Burns' final judgment of Bill Clinton captures the essence of the Clinton Presidency:
The health bill defeat strengthened the hand of those in the administration who wanted the president to follow a political strategy of centrism, moderation, and bipartisanship, operating in the middle of the political and ideological spectrum. Urging transactional rather than transformational leadership, they would have the White House negotiate with friends and foes, left and right, on an ad hoc step-by-step basis.
This was the incrementalism of "policy bites," such as favoring school uniforms or advising mothers how to put their children in seat belts.
Since Clinton's Second Inaugural, the Democratic Party and the nation seem to have lost their sense of purpose. That is because Bill Clinton's Second Inaugural buried it. The conventional wisdom holds Ronald Reagan as responsible for the travails of the Democratic Party, but it was not Reagan, but Bill Clinton who rightly deserves that honor, for he tried to remake the Democratic Party as a triangulated version of the Counterrevolution.

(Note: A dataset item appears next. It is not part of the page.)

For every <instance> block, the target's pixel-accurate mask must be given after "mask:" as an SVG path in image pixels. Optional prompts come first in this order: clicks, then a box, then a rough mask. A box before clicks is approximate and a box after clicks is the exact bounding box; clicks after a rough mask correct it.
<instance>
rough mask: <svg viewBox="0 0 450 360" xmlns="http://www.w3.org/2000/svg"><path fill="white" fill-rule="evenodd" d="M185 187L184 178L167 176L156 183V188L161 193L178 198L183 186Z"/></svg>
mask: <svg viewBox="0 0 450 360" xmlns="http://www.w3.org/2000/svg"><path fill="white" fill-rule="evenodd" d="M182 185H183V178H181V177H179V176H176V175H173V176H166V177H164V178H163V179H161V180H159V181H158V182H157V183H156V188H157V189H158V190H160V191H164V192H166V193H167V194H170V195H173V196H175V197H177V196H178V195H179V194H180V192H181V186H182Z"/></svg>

Gone is the heart of the Democratic Party's greatest campaign speech, delivered by Harry Truman:
The Democrats have believed always that the welfare of the whole people should come first, and that means that the farmers, labor, small businessmen, and everybody else in the country should have a fair share of the prosperity that goes around.
Gone are FDR's ringing phrases:
These unhappy times call for the building of plans that rest upon the forgotten, the unorganized but the indispensable units of economic power, for plans like those of 1917 that build from the bottom up and not from the top down, that put their faith once more in the forgotten man at the bottom of the economic pyramid. [My emphasis.]
Gone is the philosophy of Woodrow Wilson's First Inaugural:
With the great Government went many deep secret things which we too long delayed to look into and scrutinize with candid, fearless eyes. The great Government we loved has too often been made use of for private and selfish purposes, and those who used it had forgotten the people.
Gone are the words from Bryan's "Cross of Gold":
There are two ideas of government. There are those who believe that if you just legislate to make the well-to-do prosperous, that their prosperity will leak through on those below. The Democratic idea has been that if you legislate to make the masses prosperous their prosperity will find its way up and through every class that rests upon it.
In the flaccid rhetoric of William Jefferson Clinton, the ideas that had guided Roosevelt, Wilson and Bryan were abandoned and with them the moral compass that guided much of the American Century. A decade after Clinton's Second Inaugural, the 2008 election asks, "Can we recover it?"